Am letzten Tag ließ uns dann noch Dr. Gerd Gerhards Vortrag zu dem Schluss kommen, dass das Bildungsniveau in Deutschland vor allem durch Fächer wie Philosophie, Deutsch, Religion, Kunst oder Ethik wieder gehoben werden kann. Da die Lehrpläne oft darauf ausgerichtet sind, den Schülern Kompetenzen anzueignen statt Wissen zu vermitteln, kommt die Selbstreflexion und damit die Bildung zu kurz. Gerade aber die Fähigkeit, sein Handeln zu reflektieren, ist in einer multikulturellen Gesellschaft von großer Bedeutung. Denn was nützen uns unsere Kompetenzen, wenn wir mit Menschen anderer Kulturen oder Meinungen nicht umgehen können und uns selbst nicht einschätzen können? 

Tage- und nächtelang diskutierten Ada und ich mit den anderen Teilnehmern, die uns alle sehr ans Herz gewachsen sind, über diese Themen aber auch über die klassischen philosophischen Fragen wie „Wer bin ich?“ oder „Was passiert mit meiner Seele nach dem Tod?“ Die Atmosphäre im Franz-Hitze-Haus war sehr gelassen und fröhlich. Das abendliche Zusammensitzen mit Lehrern, Studenten und Schülern in der „Pinte“ (Hotelbar) war eine schöne und erkenntnisreiche Erfahrung.

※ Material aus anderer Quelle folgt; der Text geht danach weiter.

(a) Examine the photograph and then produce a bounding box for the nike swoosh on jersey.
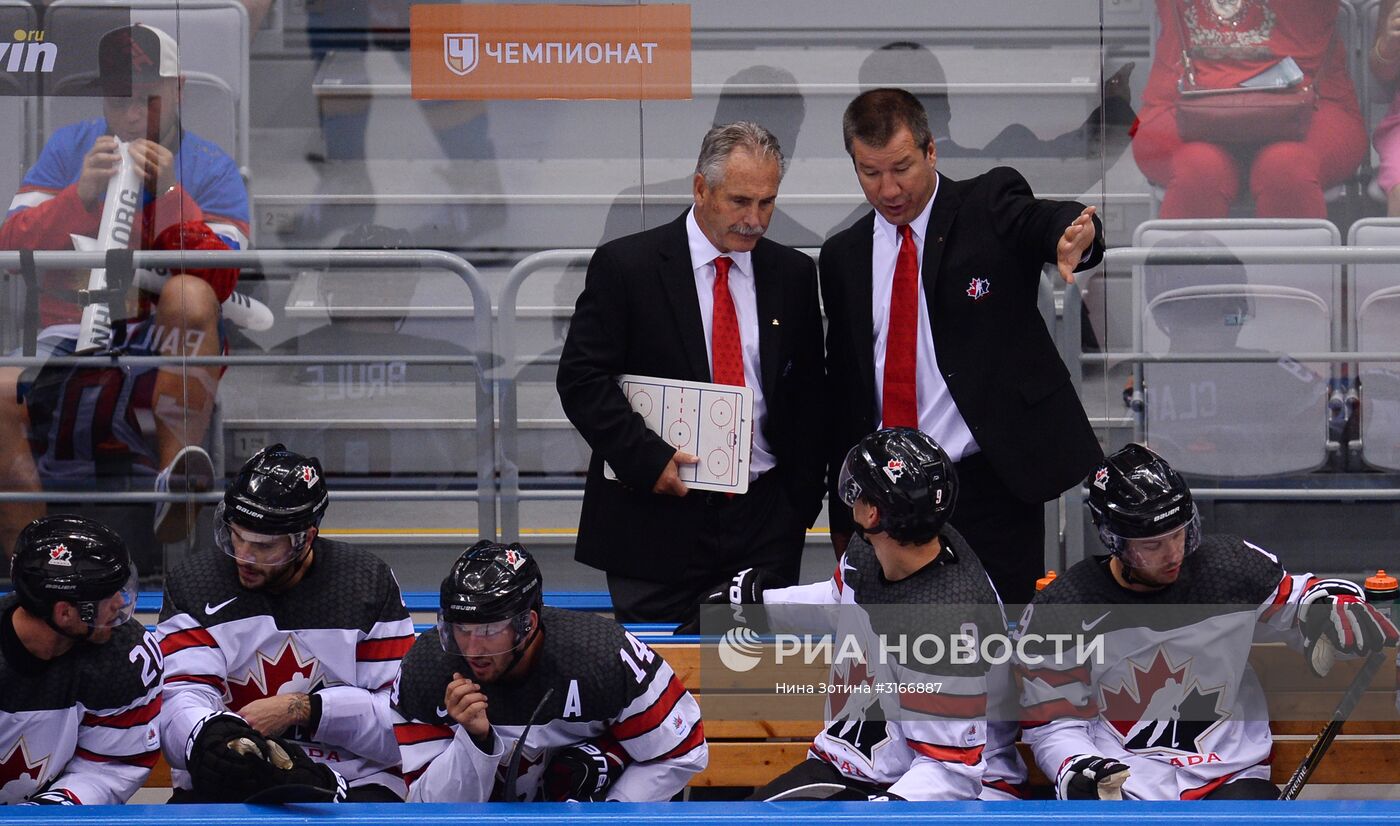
[204,596,238,616]
[1079,610,1113,631]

Eines der 5 Stipendien sowie Plätze für die Internationale Philosophie-Olympiade konnten Ada und ich jedoch nicht gewinnen. Denn obwohl Ada im Französisch- und Englischleistungksurs waren, konnten wir nur schwer mit Schülern von Internationalen Schulen oder Schülern aus NRW mithalten, die mit 6 Jahren Philosophie (Ethik wird in Nordrhein-Westfalen Philosohie genannt) erfahrener waren als wir. Gut, dass wir mit unseren zukünftigen Philosophieleistungskursen am Sickingen-Gymnasium den anderen Bundesländern dicht auf den Fersen sind!